In 1891, he was sent to a settlement in the village of Ust-Ilinskoye. In the spring of 1893, he left for the Ilensky gold mines. After the dissolution of the marriage with Raisa Lvovna Pribyleva married Anna Pavlovna Korba. In the first half of 1896, he was included in the medical community of Chita. In November 1897, he and his wife left for Blagoveshchensk, where he got a job at the Amur Shipping Company Partnership. As an agent of the partnership, he worked in the village of Sretensk, Transbaikal Region.

In 1904, he received a certificate of election of a free residence with the exception of capitals and capital provinces. At the end of August 1904, he went to Yekaterinburg, later to Odessa. At the end of 1904, he joined the Party of Socialist Revolutionaries, became a member of the Central Bureau and representative of the center at the regional and local party committees.

Moved to Moscow. In 1909, he was arrested and administratively deported to the Yenisei Governorate for 5 years. Settled in Minusinsk. In the summer of 1911, he emigrated abroad, where he lived for 3 years, received the title of a bacteriologist.

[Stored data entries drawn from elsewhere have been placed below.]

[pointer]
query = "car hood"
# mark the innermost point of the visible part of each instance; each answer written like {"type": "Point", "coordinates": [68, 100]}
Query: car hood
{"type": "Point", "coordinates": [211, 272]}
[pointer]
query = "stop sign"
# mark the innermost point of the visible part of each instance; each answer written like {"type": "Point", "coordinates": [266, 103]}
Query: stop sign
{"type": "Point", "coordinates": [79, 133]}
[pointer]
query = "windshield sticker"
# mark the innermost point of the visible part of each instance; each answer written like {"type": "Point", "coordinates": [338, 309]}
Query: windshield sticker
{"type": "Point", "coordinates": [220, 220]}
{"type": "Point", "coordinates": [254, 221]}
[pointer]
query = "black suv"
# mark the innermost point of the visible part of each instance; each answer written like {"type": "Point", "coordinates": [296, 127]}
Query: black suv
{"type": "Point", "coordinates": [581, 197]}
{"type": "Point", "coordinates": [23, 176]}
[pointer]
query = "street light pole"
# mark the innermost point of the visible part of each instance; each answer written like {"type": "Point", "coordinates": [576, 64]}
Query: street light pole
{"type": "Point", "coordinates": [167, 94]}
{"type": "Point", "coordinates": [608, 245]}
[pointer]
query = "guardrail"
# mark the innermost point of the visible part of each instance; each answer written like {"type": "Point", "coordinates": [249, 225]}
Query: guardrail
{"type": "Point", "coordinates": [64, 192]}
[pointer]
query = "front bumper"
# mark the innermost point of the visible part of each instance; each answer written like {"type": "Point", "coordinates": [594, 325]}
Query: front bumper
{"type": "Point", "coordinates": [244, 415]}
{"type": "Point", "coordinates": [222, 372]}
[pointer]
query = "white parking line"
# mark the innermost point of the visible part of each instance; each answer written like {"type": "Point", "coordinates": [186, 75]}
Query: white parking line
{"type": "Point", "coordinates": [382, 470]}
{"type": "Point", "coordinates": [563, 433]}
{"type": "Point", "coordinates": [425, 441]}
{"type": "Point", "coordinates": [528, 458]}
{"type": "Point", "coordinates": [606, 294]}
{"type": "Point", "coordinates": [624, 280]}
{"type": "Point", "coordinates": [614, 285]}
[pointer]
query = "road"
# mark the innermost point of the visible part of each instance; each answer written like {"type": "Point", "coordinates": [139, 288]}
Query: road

In 1914, he returned to Russia, arrived in the Yenisei Governorate to end the term of exile, settled in the village of Kazachinskoe, then in Krasnoyarsk. In 1916, he returned to European Russia. After several months as a bacteriologist in the Zemsky Union on the Western Front, he worked in Petrograd at a private bacteriological institute.

After the February Revolution of 1917, in the government of Alexander Kerensky, he held the post of director of the office in the Ministry of Agriculture (Minister Viktor Chernov).

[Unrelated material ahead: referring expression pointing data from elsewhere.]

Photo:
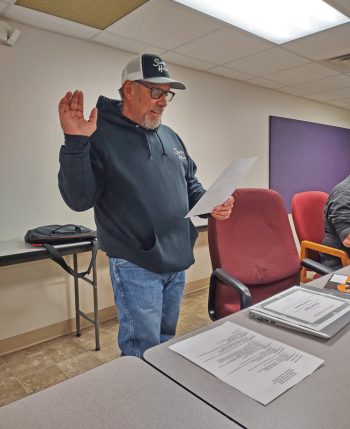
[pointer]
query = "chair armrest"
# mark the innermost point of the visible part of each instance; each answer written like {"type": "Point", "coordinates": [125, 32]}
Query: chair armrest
{"type": "Point", "coordinates": [316, 266]}
{"type": "Point", "coordinates": [244, 293]}
{"type": "Point", "coordinates": [306, 245]}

After the October Revolution, he settled in Yekaterinburg, worked as the head of the sanitary bacteriological city laboratory.

On 13 August 1918 he was appointed manager of agriculture and state property in the Provisional Regional Government of the Urals from the Socialist Revolutionary Party. The entire system of Omsk legislation was extended to the territory of the Ural government; Siberian banknotes received the right of free circulation in the Urals, and all armed groups in the territory of the Ural government were subordinate to the command of the Siberian Army. Therefore, the coup d'état of Admiral Kolchak in Omsk led to the liquidation of the interim government of the Urals and the return of Pribylev to the activities of a bacteriologist.

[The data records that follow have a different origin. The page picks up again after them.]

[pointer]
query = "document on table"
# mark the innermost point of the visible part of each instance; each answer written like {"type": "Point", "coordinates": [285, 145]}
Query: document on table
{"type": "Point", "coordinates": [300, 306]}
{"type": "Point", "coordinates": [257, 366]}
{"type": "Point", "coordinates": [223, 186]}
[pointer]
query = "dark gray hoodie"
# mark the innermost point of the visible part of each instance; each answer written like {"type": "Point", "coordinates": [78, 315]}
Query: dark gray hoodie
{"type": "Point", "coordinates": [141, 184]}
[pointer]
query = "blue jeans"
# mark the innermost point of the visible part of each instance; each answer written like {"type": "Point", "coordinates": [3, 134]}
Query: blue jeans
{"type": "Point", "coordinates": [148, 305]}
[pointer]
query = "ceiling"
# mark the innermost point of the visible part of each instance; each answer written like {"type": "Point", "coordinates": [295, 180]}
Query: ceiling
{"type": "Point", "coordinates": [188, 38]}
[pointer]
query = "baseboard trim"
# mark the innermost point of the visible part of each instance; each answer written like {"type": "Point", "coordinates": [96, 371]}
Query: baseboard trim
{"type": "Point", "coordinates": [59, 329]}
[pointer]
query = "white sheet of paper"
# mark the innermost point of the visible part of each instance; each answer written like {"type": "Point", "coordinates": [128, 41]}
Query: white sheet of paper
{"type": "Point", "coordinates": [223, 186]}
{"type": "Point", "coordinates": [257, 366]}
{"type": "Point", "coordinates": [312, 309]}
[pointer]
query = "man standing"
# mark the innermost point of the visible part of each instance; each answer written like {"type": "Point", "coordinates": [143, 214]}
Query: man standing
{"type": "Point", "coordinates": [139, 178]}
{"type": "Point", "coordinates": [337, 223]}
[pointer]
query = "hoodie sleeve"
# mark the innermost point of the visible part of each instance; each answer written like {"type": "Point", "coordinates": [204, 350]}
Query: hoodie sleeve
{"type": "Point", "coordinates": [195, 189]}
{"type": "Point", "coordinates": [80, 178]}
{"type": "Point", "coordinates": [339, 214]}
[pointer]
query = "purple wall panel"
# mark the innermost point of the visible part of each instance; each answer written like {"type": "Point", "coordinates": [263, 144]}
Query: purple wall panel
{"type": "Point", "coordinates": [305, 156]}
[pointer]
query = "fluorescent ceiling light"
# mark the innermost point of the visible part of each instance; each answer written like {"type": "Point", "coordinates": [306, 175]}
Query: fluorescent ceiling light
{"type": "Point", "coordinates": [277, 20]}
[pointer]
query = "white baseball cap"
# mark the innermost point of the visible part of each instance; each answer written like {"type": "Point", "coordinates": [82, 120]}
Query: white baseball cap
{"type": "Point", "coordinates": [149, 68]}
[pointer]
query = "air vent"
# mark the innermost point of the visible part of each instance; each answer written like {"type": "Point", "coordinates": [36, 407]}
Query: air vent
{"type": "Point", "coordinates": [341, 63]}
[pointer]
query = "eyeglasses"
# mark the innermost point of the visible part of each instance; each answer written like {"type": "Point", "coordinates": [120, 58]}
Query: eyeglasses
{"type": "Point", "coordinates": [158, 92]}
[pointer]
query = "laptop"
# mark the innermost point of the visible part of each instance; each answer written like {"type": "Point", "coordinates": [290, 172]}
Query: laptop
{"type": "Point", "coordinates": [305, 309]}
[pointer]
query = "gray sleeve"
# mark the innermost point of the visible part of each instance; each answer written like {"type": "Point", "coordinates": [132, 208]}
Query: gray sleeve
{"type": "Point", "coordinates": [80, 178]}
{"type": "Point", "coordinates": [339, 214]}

Member of the Society of Former Political Prisoners and Exiled Settlers. He tried to actively assist those who were repressed by the Soviet government.

Two weeks before his death, already a seriously ill, bedridden old man, Pribylev underwent an attempt to be arrested by the employees of the People's Commissariat of Internal Affairs. However, the wife Anna Pavlovna, also a former convict, lay on the floor at the front door and told the one who presented her with a warrant for her husband's arrest: "Only through my corpse!". The commander could not stand it, left and took the convoy.

He died on 30 August 1936 in Leningrad. He was buried at Volkovsky Cemetery.

==Works==
- Notes of the Member of the People's Will – Moscow: Politkatorzhan Publishing House, 1930 – 306 Pages

==Family==
- Raisa Lvovna Pribyleva (née Rosalia Grossman) – from 1881 to 1893 (official marriage);
- Anna Pavlovna Pribyleva-Korba – from 1894 until the death of Alexander Vasilyevich in August 1936.

There were no native children in both marriages.

Alexander Vasilyevich Pribylev and Anna Pavlovna Pribyleva-Korba, being in exile in Blagoveshchensk in 1897–1901, adopted the girl Asya, an orphan of deceased exiled, who was brought up as their own daughter.

==Address in Leningrad==
- Leningrad (now Saint Petersburg), Revolution Square (now Trinity Square), building 1.